Des produits de saison

"Quand le merlan, les maquereaux donnent sur les côtes de l'Océan, ils rebondissent chez Flicoteaux." Et dans l'assiette de Balthus (1) !

L’ironie de Balzac se déploie tout au long de ce passage. Pour supporter "gaiement" la misère, il faut avoir la foi, écrit-il. Le restaurant n’est-il pas un "temple de la faim et de la misère" ! Lucien n’a pas encore perdu sa foi et ses illusions, la lettre qu’il envoie à sa sœur nous le montre, mais Balzac prévient son lecteur : cela ne va pas tarder.

Comment sont acheminés les produits que l’on mange ? D’où proviennent-ils ? Qu’est-ce que "la Halle" ? Les élèves peuvent faire des recherches sur internet sur le marché de Rungis, par exemple.

Est-il bien ou mal vu de consommer des produits de saison ? Qu’en est-il aujourd’hui ? Et qu’en était-il du temps de Balzac ? Voici ce qu’écrivent à ce sujet les historiens Jean-Louis Flandrin et Massimo Montanari dans leur Histoire de l’alimentation. Le rêve depuis l'Antiquité jusqu'à récemment était de pouvoir manger de tout, en toute saison, expliquent-ils en substance.

"Jadis, le lien que chaque cuisine entretenait avec le système alimentaire propre à son territoire était dans une large mesure obligatoire pour les strates inférieures de la société.
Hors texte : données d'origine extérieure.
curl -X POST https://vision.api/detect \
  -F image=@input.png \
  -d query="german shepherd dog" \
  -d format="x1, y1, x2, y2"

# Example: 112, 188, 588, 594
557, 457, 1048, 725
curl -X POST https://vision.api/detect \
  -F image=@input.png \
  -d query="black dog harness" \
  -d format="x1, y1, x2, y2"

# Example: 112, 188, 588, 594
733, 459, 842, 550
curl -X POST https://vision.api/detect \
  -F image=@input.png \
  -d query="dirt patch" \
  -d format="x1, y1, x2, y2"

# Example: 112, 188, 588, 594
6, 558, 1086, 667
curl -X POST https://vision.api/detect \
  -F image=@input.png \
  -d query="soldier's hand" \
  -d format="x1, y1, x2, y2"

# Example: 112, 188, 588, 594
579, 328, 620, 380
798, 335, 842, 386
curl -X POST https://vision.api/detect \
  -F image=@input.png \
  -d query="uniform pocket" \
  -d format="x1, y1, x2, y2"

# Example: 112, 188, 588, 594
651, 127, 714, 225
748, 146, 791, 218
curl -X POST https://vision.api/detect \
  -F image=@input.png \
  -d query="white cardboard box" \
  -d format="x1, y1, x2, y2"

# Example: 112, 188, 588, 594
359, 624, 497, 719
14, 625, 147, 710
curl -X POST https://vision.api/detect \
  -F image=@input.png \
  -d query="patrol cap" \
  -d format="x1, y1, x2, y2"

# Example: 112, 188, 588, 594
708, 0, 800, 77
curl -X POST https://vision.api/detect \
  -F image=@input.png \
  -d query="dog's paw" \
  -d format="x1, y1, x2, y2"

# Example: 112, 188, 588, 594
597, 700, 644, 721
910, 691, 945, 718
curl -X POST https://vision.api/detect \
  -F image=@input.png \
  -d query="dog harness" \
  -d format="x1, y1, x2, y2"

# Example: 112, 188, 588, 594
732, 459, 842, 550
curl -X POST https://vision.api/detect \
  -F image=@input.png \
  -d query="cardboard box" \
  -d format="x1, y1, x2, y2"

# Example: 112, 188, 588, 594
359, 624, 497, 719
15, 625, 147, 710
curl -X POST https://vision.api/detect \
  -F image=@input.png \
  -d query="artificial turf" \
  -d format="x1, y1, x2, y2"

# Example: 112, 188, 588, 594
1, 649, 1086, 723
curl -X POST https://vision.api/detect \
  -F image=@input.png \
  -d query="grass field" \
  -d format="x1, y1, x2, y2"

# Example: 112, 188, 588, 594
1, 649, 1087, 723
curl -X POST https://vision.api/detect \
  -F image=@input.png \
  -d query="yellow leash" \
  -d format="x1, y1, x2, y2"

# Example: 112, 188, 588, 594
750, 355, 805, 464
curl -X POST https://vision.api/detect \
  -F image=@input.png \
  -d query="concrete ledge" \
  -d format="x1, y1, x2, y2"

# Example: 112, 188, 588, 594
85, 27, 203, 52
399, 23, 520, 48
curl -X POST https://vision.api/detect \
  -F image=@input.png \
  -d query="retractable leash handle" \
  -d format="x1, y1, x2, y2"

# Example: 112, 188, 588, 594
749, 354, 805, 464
Ce lien n’engendrait donc pas toujours un sentiment orgueilleux d’appartenance à une communauté territoriale : il était même souvent vécu comme une limite, une contrainte, que l’on aspirait à dépasser. Les paysans, angoissés par le problème des disponibilités en nourriture, confiaient leur sort à des aliments de longue conservation, tendanciellement uniformes, pour qu’ils garantissent autant que possible la sécurité alimentaire. À l’opposé de l’échelle sociale, une cuisine artificielle qui rassemblât sur la table toute les nourritures possibles et annulât l’identité locale, perçue comme signe de contrainte, était le premier désir des élites, le principal signe distinctif du privilège alimentaire. "Seul l’homme commun se contente des aliments que le pays peut offrir", écrivait Cassiodore, pour le compte de son souverain, Théodoric, dans l’Italie gothique du VIe siècle ; un millier d’années plus tard, le cuisinier de la maison de Gonzague, Bartolomeo Stefani explique, dans son traité de cuisine, que le seigneur ne doit pas se soucier du caractère saisonnier des aliments ni des limites imposées par le pays, parce que, avec "bonne bourse" et "bon destrier", on peut avoir de tout, à tout moment de l’année."

Note

1. Cette enseigne a été peinte pour le restaurant La Méditerranée place de l'Odéon, à Paris, où Balthus venait manger, nous dit-on, avec ses amis Eluard, Camus, Malraux, Giacometti.